We draw four lessons from Mary Allen's story.
1. Every researcher must be an active member of a scholarly community.
2. Even the healthiest research community can fail quickly so it is in each member's self-interest to know the rules of responsible research conduct.
3. Knowing the rules, however, does not guarantee responsible conduct because individual researchers will inevitably face situations for which they do not know the rule or cannot learn the rule in time to act on it. Even more dangerous, there are and always will be many situations for which there is no rule.
4. To think of research ethics as "training" in knowing and following rules is an incorrect understanding of both research and ethics.
Research is by its very nature the attitude of critical inquiry. As researchers, we adopt skeptical perspectives on claims. When thinking about right and wrong behaviors, we must be no less critical of suspect normative claims in ethics than we are of suspect empirical claims in science.
Exemplary ethical behavior is excellence in word and deed. By its very nature, ethical behavior is the capacity to behave the way the most highly respected members of the community behave, and to eschew the behaviors of those who cut corners. We have more to learn from the leading people in our fields, therefore, than we do from all of the compilations of rules and regulations.

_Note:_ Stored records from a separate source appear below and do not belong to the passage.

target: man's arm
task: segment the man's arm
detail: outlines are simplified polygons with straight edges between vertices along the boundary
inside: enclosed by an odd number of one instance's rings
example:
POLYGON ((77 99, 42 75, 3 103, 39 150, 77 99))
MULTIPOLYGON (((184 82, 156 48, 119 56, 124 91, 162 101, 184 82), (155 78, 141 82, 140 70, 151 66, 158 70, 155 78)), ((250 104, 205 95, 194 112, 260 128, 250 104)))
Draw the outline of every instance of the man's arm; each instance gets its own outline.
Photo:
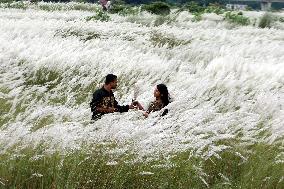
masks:
POLYGON ((118 105, 118 102, 114 100, 114 108, 116 109, 117 112, 128 112, 129 109, 133 108, 131 105, 126 105, 126 106, 120 106, 118 105))
POLYGON ((112 108, 112 107, 107 107, 107 108, 102 108, 102 107, 97 107, 96 111, 99 113, 113 113, 117 112, 117 108, 112 108))

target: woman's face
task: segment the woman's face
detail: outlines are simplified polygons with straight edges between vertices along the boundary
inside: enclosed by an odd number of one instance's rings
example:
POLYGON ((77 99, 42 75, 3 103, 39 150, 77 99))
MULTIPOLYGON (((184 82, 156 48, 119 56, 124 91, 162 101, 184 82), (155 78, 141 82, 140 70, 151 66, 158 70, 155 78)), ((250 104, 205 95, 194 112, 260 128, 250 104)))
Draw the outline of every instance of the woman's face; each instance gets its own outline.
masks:
POLYGON ((161 96, 161 93, 160 93, 160 91, 157 89, 157 87, 155 88, 155 90, 154 90, 154 97, 160 97, 161 96))

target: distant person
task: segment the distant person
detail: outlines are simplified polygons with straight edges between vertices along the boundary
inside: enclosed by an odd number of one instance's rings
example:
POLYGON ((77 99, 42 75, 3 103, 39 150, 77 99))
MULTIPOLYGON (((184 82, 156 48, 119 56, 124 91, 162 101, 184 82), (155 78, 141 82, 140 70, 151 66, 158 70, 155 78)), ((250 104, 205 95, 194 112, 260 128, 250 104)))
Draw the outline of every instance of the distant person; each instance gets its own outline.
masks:
POLYGON ((117 76, 108 74, 105 78, 104 86, 94 92, 93 99, 90 103, 93 120, 97 120, 107 113, 127 112, 129 109, 134 108, 133 104, 126 106, 118 105, 112 92, 116 87, 117 76))
MULTIPOLYGON (((156 86, 154 90, 154 97, 156 100, 151 102, 148 109, 143 113, 145 117, 148 117, 151 112, 160 111, 170 103, 168 88, 164 84, 159 84, 156 86)), ((133 102, 133 105, 137 106, 140 110, 144 110, 138 101, 133 102)), ((167 113, 168 109, 165 109, 161 116, 164 116, 167 113)))
POLYGON ((108 11, 111 6, 111 1, 110 0, 99 0, 99 3, 103 7, 104 11, 108 11))

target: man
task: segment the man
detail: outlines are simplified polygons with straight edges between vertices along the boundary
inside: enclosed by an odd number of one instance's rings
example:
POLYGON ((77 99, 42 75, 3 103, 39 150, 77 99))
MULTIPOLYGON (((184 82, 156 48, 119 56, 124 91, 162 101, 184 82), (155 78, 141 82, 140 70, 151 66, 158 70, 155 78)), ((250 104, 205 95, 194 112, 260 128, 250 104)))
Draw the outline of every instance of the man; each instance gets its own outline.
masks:
POLYGON ((117 86, 117 76, 108 74, 105 79, 105 84, 101 89, 98 89, 93 94, 92 102, 90 103, 91 111, 93 112, 92 119, 99 119, 102 115, 113 112, 127 112, 133 109, 133 104, 120 106, 114 98, 112 90, 117 86))

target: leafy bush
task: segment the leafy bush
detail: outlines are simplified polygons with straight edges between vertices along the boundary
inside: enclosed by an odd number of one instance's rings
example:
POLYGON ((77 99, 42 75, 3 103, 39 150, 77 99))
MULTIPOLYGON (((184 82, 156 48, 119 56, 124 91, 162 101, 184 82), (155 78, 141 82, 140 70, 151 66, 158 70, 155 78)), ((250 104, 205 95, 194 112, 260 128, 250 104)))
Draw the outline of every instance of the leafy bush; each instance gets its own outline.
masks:
POLYGON ((202 20, 202 13, 193 13, 193 15, 192 22, 199 22, 202 20))
POLYGON ((209 4, 207 7, 203 7, 199 5, 195 1, 191 1, 187 4, 185 4, 181 10, 186 10, 191 13, 194 13, 195 15, 199 14, 201 15, 202 13, 215 13, 215 14, 223 14, 225 12, 225 9, 223 6, 220 4, 214 3, 214 4, 209 4))
POLYGON ((129 5, 114 4, 109 10, 110 13, 116 13, 119 15, 137 15, 139 13, 139 8, 131 7, 129 5))
POLYGON ((243 14, 243 12, 240 11, 240 12, 238 12, 238 15, 244 15, 244 14, 243 14))
POLYGON ((253 11, 253 8, 250 7, 250 6, 247 6, 247 7, 246 7, 246 11, 253 11))
POLYGON ((76 3, 88 3, 87 0, 72 0, 72 1, 74 1, 76 3))
POLYGON ((47 3, 40 3, 38 4, 38 8, 44 11, 60 11, 62 10, 62 6, 56 4, 47 4, 47 3))
POLYGON ((195 1, 191 1, 182 7, 182 10, 187 10, 191 13, 203 13, 205 8, 198 5, 195 1))
POLYGON ((122 12, 124 9, 128 8, 126 5, 113 5, 109 10, 110 13, 119 13, 122 12))
POLYGON ((17 2, 11 2, 8 3, 7 8, 13 8, 13 9, 27 9, 28 8, 28 3, 23 2, 23 1, 17 1, 17 2))
POLYGON ((215 14, 223 14, 225 12, 225 9, 223 6, 215 3, 215 4, 209 4, 208 7, 204 10, 204 12, 207 13, 215 13, 215 14))
POLYGON ((168 15, 171 12, 170 5, 164 2, 153 2, 149 5, 143 5, 142 10, 159 15, 168 15))
MULTIPOLYGON (((85 0, 82 0, 82 2, 85 0)), ((67 3, 67 10, 82 10, 82 11, 94 11, 97 12, 99 8, 93 4, 88 3, 82 3, 82 2, 70 2, 67 3)))
POLYGON ((279 18, 280 22, 284 22, 284 17, 279 18))
POLYGON ((88 16, 86 20, 99 20, 101 22, 108 22, 110 21, 110 16, 102 10, 98 10, 94 16, 88 16))
POLYGON ((167 16, 157 16, 157 18, 154 21, 154 26, 160 26, 162 24, 170 24, 173 23, 176 20, 176 17, 171 17, 171 15, 167 16))
POLYGON ((232 13, 232 12, 227 12, 225 14, 225 20, 228 20, 231 23, 236 23, 236 24, 243 25, 243 26, 250 24, 249 18, 243 15, 239 15, 238 13, 232 13))
POLYGON ((260 28, 270 28, 273 22, 273 16, 269 13, 265 13, 259 21, 258 27, 260 28))
POLYGON ((0 3, 12 3, 13 0, 0 0, 0 3))
POLYGON ((99 6, 90 3, 79 3, 79 2, 69 2, 69 3, 47 3, 40 0, 31 1, 10 1, 10 0, 0 0, 1 8, 14 8, 14 9, 40 9, 44 11, 62 11, 62 10, 86 10, 97 12, 99 6), (6 3, 4 3, 6 2, 6 3))

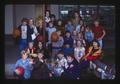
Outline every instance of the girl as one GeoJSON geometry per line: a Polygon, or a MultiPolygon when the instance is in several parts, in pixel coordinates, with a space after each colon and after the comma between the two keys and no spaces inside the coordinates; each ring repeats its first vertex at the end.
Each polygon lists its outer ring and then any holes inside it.
{"type": "Polygon", "coordinates": [[[61,19],[57,21],[57,29],[58,31],[61,31],[62,36],[65,34],[65,28],[61,19]]]}
{"type": "Polygon", "coordinates": [[[73,47],[75,47],[76,46],[76,40],[77,40],[77,31],[76,30],[74,30],[72,32],[72,38],[73,38],[73,47]]]}
{"type": "Polygon", "coordinates": [[[46,10],[45,11],[45,22],[46,22],[46,27],[48,27],[48,25],[49,25],[49,22],[50,22],[50,10],[46,10]]]}
{"type": "Polygon", "coordinates": [[[38,31],[36,26],[34,25],[33,19],[29,19],[28,21],[29,29],[28,29],[28,42],[34,41],[36,36],[38,35],[38,31]]]}
{"type": "Polygon", "coordinates": [[[83,44],[84,47],[86,46],[86,43],[85,43],[85,40],[83,38],[82,32],[78,33],[77,40],[79,40],[83,44]]]}
{"type": "Polygon", "coordinates": [[[57,55],[57,53],[62,49],[63,43],[64,43],[64,39],[61,36],[61,31],[57,31],[58,34],[58,41],[57,42],[52,42],[52,56],[55,57],[55,55],[57,55]]]}
{"type": "Polygon", "coordinates": [[[74,48],[74,56],[75,59],[80,62],[81,58],[85,55],[85,48],[81,44],[81,42],[78,40],[77,45],[74,48]]]}
{"type": "Polygon", "coordinates": [[[93,60],[99,59],[101,55],[102,55],[102,50],[100,48],[100,44],[97,40],[94,40],[92,42],[92,46],[89,47],[87,53],[82,59],[93,61],[93,60]]]}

If we take these four lessons to heart, we will be as well prepared as possible to deal with the temptations that inevitably await us. Avoiding the traps is important not only for egoistic reasons, not only to safeguard our reputations. It is important as well to protect those people about whom we care. The satisfaction of my own best interests seems to require me to help others satisfy their best interests. It is impossible for me to obtain the Ph.D., for example, without the assistance of my friends, family, and professional colleagues.
Thinking about my interests inevitably leads me to think about our interests.